On Jul 13, 2009, at 3: 01PM, Aryeh Gregor wrote:
How about you have an extra HTTP header like "X-Content-Hash"?  This
could provide a SHA256 hash (or something else that looks safe for
now, progressively upgradeable) of the content.  The browser can keep
its cached copies of these files indexed by hash.  If it tries
downloading a file, and notices that the hash is the same as a file
already downloaded, it can terminate the HTTP connection and use the
existing file (even if it's from a different site).  It will then
proceed as though it had actually downloaded the file: e.g., it will
respect the Expires headers separately (two sites might serve the same
file but have different expectations about how likely it is to
change).


I think thats brilliant.  Its a cache that works across all sites.

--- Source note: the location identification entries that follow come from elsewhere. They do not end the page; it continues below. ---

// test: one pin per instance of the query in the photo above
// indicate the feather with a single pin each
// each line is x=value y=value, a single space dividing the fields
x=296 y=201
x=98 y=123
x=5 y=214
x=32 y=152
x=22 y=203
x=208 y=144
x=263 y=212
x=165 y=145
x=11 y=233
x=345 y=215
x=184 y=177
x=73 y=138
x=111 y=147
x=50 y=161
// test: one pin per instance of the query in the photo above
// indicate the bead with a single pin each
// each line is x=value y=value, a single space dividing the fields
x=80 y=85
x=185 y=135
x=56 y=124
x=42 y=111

On Jul 13, 2009, at 3: 01PM, Aryeh Gregor wrote:
The most obvious place to solve this seems to be HTTP, not HTML.  HTTP
is closer to the resource itself.  If you do something with HTML, like
an extra <link> attribute, then you're going to get authors updating
the HTML but not the thing it points to or vice versa.  An ETag-like
solution would be implemented either in the web server or whatever
script is serving the content, and those should always know whether
the file has changed.  (Modulo pathological behavior like something
changing the file and then forging the mtime/ctime.)

I agree.


On Jul 13, 2009, at 4: 20PM, Aryeh Gregor wrote:
Does anyone have statistics on how useful this would be in real life?
I suspect only marginally.

I think this is the most important aspect of this idea. We don't yet know if this is worth doing yet.

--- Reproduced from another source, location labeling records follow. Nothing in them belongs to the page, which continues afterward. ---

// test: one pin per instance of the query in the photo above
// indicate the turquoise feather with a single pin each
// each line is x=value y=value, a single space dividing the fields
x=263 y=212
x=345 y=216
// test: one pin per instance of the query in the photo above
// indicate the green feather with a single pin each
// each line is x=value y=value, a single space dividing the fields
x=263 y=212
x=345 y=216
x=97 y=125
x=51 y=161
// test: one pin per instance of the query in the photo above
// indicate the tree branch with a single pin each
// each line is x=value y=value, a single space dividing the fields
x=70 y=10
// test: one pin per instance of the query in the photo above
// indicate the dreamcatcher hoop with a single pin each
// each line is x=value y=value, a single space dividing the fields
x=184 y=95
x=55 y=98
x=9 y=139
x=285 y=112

It is likely only preventing the initial download of some files. However some of the initial framework sizes are getting hefty: (These were the sizes just pulled from google's hosted libraries for the latest versions)

    91K  dojo.xd.js
    79K  ext-core.js
   182K  jquery-ui.min.js
    56K  jquery.min.js
   127K  prototype.js
   2.6K  scriptaculous.js
    10K  swfobject.js
    27K  yuiloader-min.js

I'm guessing that mobile browsers would benefit from not needing to download a few of those 100KB downloads and use up an HTTP Connection to do so. And speaking of mobile, there are some mobile specific web application frameworks (I'm thinking of ones for iPhone web apps) that don't have a single cache point (like google) that weigh in pretty heavily.

Real statistics would make it obvious wether or not this is a good idea. But even still, I like the HTTP idea, because at that point its just a more efficient way to cache files, by content, across all the entire web, rather then site specific and by name/URL.